REJETÉRésultat du vote
Les députés ont rejeté le 09 octobre 2023 l'amendement n° 23 de M. Nury à l'article unique du projet de loi portant mesures d'urgence pour adapter les dispositions du code du commerce relatives aux négociations commerciales dans la grande distribution (première lecture).
Au total, 92 députés ont pris part au vote : 62 % ont voté contre, 29 % ont voté en faveur, et 9 % se sont abstenus.
Résumé de l'amendement
Cet amendement vise à remédier à une distorsion de concurrence créée par l'article premier du projet de loi. En effet, les fournisseurs PME-ETI ne font pas partie du dispositif proposé et seront contraints de négocier après les grandes entreprises, ce qui risque de nuire à leur présence. L'amendement propose donc de moduler la date limite des négociations commerciales en fonction du chiffre d'affaires des fournisseurs, afin de tenir compte du pouvoir de négociation lié au chiffre d'affaires. Ainsi, en différenciant le calendrier selon la taille des fournisseurs, cet amendement propose de tenir compte d’une réalité forte : le pouvoir de négociation dépend du chiffre d’affaires des opérateurs.
Ce texte est un résumé de l'exposé des motifs rédigé par l'auteur de l'amendement.
La position des groupes
Les votes des députés et des groupes
Exposé des motifs de l'amendement
L'objectif d'un amendement est de modifier ou d'ajouter une mesure d'un projet ou d'une proposition de loi. Le ou les députés qui rédigent l'amendement écrivent également un exposé des motifs.
En l’état, l’article premier du projet de loi crée une distorsion de concurrence et risque de nuire gravement à la présence en linéaire et en promotion des produits PME-ETI. En effet, ces fournisseurs ne font pas partie du dispositif proposé par l’article et seront, de fait, contraints de négocier après les grandes entreprises, alors même que les grands groupes industriels auront, au préalable, négocié et obtenu des engagements de la part des distributeurs.
Cet amendement vise dans ce cadre à reprendre l’idée d’une différenciation telle que proposée par le Gouvernement. Il propose de moduler la date d’échéance légale des négociations commerciales en fonction du chiffre d’affaires des fournisseurs de la grande distribution au 31 décembre 2023 pour les entreprises réalisant moins de 350 millions d’euros de chiffre d’affaires, sans modifier l’échéance légale au 15 janvier 2024 proposée pour les grands fournisseurs.

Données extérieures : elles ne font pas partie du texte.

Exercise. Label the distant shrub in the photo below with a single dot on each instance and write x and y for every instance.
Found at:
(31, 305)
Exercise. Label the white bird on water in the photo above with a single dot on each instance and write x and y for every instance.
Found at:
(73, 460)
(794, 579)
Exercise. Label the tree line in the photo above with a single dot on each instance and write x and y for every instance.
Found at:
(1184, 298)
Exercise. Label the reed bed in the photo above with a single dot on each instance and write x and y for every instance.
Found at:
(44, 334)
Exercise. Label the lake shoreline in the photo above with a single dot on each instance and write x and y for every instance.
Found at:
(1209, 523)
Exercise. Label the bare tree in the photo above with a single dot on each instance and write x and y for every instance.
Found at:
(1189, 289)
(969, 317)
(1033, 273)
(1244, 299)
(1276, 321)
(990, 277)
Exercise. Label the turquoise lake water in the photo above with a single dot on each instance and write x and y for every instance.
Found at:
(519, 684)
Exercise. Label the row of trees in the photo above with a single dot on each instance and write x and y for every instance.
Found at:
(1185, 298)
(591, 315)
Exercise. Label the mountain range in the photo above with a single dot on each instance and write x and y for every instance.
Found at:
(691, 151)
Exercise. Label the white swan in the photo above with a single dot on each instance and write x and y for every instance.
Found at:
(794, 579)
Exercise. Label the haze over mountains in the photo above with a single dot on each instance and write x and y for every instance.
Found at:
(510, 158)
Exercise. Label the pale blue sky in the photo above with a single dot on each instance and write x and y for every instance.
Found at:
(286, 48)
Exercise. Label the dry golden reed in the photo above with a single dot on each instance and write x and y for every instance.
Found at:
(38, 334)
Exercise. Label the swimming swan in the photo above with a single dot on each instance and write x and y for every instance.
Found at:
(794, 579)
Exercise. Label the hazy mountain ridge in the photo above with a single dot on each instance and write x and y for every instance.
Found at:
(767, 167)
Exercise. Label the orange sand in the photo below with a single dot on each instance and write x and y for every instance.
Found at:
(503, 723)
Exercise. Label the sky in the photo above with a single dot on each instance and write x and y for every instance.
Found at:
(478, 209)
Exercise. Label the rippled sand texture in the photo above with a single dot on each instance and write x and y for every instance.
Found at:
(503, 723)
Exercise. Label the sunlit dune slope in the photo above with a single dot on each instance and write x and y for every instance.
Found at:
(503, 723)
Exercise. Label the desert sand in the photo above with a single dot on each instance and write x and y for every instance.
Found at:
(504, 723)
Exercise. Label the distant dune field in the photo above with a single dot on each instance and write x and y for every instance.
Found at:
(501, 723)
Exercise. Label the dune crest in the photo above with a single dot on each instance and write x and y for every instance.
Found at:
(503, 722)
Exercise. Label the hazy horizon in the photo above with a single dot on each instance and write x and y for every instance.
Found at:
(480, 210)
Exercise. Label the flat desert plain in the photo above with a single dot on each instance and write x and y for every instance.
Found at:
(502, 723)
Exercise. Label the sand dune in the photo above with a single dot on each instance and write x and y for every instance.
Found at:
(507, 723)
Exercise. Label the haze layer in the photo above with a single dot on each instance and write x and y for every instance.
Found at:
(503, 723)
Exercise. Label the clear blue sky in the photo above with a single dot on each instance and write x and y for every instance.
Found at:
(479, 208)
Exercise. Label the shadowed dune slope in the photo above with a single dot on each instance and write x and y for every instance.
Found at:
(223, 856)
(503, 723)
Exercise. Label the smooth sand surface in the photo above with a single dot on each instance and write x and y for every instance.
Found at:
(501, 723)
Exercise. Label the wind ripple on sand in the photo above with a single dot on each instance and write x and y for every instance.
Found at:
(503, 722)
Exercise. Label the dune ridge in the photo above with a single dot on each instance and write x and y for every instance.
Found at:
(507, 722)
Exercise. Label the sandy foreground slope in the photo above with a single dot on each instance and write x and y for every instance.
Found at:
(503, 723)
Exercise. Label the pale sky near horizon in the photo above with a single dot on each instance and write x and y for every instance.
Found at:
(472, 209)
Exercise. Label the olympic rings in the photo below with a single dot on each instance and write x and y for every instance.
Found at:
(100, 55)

En différenciant le calendrier selon la taille des fournisseurs, cet amendement propose de tenir compte d’une réalité forte : le pouvoir de négociation dépend du chiffre d’affaires des opérateurs. En positionnant l’échéance légale des négociations applicable aux PME-ETI après celle applicable aux grandes entreprises, le dispositif initialement proposé par ce projet de loi renforce le risque d’éviction des linéaires des marques PME-ETI.
Les circonstances économiques invitent en effet les distributeurs à rationaliser les assortiments en marques nationales au bénéfice de leurs marques propres ou premiers prix, et à privilégier les grandes marques au sein de la catégorie des marques nationale pour assurer de fortes rotations des stocks (l’augmentation des taux d’intérêts invite les distributeurs à réduire leurs stocks).
En outre, les PME-ETI, challengers sur leurs catégories, ont toujours démontré leur capacité à positionner au mieux leurs offres tarifaires tant au titre des marques de distributeurs qu’au titre des marques nationales. C’est leur seule option compte tenu de la concurrence exercée par les grandes marques qui, elles, ont seules la capacité de répondre aux exigences tarifaires de la distribution. Cet amendement s’inscrit donc dans la dynamique de maitrise des prix portée par ce projet de loi.
Enfin, en positionnant le point de bascule du dispositif à 350 millions d’euros de chiffre d’affaires, le dispositif proposé cherche à consolider la sécurité juridique du texte en reprenant le barème de la directive 2019/633 sur les pratiques commerciales déloyales dans les relations interentreprises, adoptée justement pour réguler les relations industrie-commerce.